Il y a 25% de pauvreté absolue, c’est-à-dire qu’un gabonais sur 4 n’a strictement rien, absolument rien, ceux qui vivent avec moins de 2 dollars américains par jour c’est-à-dire moins de 1000 FCFA : ils ne peuvent pas s’alimenter de manière régulière ni équilibrée, ils ne peuvent pas se loger dignement, ils ne peuvent pas se vêtir décemment, ils sont naturellement au chômage, d’ailleurs 24% de la population active est au chômage. Sans parler du chômage des jeunes.

Ce paradoxe d’un Gabon très très riche avec une population qui vit dans la misère n’est pas une fatalité, il est lié à la conception du pouvoir politique. Il faut savoir qu’un pouvoir qui n’est pas l’émanation du peuple ne prend pas en compte les intérêts des citoyens puisque ceux –ci n’influent pas sur le fonctionnement de l’Etat. C’est l’éternelle question de la légitimité du pouvoir politique au Gabon. Il apparait qu’un pouvoir politique est légitime lorsqu’il prend en compte les intérêts des citoyens et que ceux-ci se reconnaissent en lui. Or, la prise en compte des intérêts des citoyens dépend du fonctionnement de l’Etat. Et un Etat dictatorial comme le Gabon n’a que faire des intérêts des populations. Le régime politique gabonais considère qu’il n’a aucun compte à rendre aux gabonais puisqu’il ne détient pas son pouvoir par la volonté du peuple mais par la force et la terreur.

La LOUPE : Concrètement, comment y remédier?

Réponse de P2O : Dans un pays comme le Gabon, la réponse à cette question consiste à affronter toute une série de défis dont le premier qui est la mesure de toute chose consiste à faire en sorte que le pouvoir politique devienne légitime et obtienne l’adhésion du peuple.

Pour un régime aussi vieux que celui du Gabon qui a institutionnalisé la mal gouvernance, et érigé les contre-valeurs en valeurs c’est une tâche herculéenne.

Toutefois, il ne se s’agit pas d’inventer la roue. L’épreuve du temps et l’Histoire nous démontrent que la solution au cas comme celui du Gabon est l’instauration de la démocratie.
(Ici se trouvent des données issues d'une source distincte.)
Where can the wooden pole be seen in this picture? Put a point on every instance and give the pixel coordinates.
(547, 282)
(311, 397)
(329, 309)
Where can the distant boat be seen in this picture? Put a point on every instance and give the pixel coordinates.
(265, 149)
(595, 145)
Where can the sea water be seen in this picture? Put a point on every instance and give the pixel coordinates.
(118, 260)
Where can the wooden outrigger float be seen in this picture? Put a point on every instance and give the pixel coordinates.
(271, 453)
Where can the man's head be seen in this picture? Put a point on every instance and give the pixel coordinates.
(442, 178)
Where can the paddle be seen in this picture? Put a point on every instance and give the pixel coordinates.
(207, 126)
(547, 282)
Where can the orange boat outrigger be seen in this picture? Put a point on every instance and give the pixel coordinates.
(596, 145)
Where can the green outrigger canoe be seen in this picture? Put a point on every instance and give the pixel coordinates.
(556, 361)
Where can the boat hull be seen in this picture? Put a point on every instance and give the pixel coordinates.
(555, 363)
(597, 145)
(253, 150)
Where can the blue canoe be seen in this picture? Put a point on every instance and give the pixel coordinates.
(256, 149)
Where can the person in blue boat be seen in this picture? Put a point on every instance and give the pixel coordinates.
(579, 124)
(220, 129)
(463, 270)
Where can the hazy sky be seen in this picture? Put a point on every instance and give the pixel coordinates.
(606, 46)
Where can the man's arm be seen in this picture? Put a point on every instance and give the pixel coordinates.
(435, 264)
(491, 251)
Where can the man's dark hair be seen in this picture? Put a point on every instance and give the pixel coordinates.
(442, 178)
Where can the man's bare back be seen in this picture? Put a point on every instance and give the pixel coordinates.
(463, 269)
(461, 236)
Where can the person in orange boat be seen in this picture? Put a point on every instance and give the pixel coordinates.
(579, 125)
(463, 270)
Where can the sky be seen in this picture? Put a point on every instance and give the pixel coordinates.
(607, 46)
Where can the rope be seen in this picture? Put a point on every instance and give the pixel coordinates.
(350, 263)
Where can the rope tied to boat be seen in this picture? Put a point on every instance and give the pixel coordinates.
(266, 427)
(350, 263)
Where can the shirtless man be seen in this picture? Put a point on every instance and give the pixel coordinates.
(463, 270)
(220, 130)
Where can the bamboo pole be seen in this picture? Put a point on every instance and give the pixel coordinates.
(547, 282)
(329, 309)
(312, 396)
Malheureusement au Gabon la démocratie fait peur parce qu’elle est considérée comme une atteinte aux privilèges de la minorité qui a confisqué le pouvoir politique et aussi les richesses. Cette minorité a donc peur de perdre le pouvoir, de perdre ses privilèges, elle a même peur de son avenir car la démocratie rime avec une justice indépendante et impartiale et le fait de rendre des comptes.

Mais si on veut vraiment changer les choses, on peut même commencer par légitimer le pouvoir actuel en mettant en place les équilibres nécessaires qui vont aboutir petit à petit à la démocratie : les équilibres sociaux, les équilibres politiques et les équilibres institutionnels, le tout avec un corps social conscient de sa citoyenneté.

Comme vous pouvez le constater c’est tout un programme qui est un vrai défi qui ne peut être relevé que par des hommes et femmes d’Etat ayant la volonté d’écrire l’Histoire et de créer une véritable Nation. Ce n’est pas à la portée du petit politicien sans envergure qui ne pense qu’à ses intérêts matériels.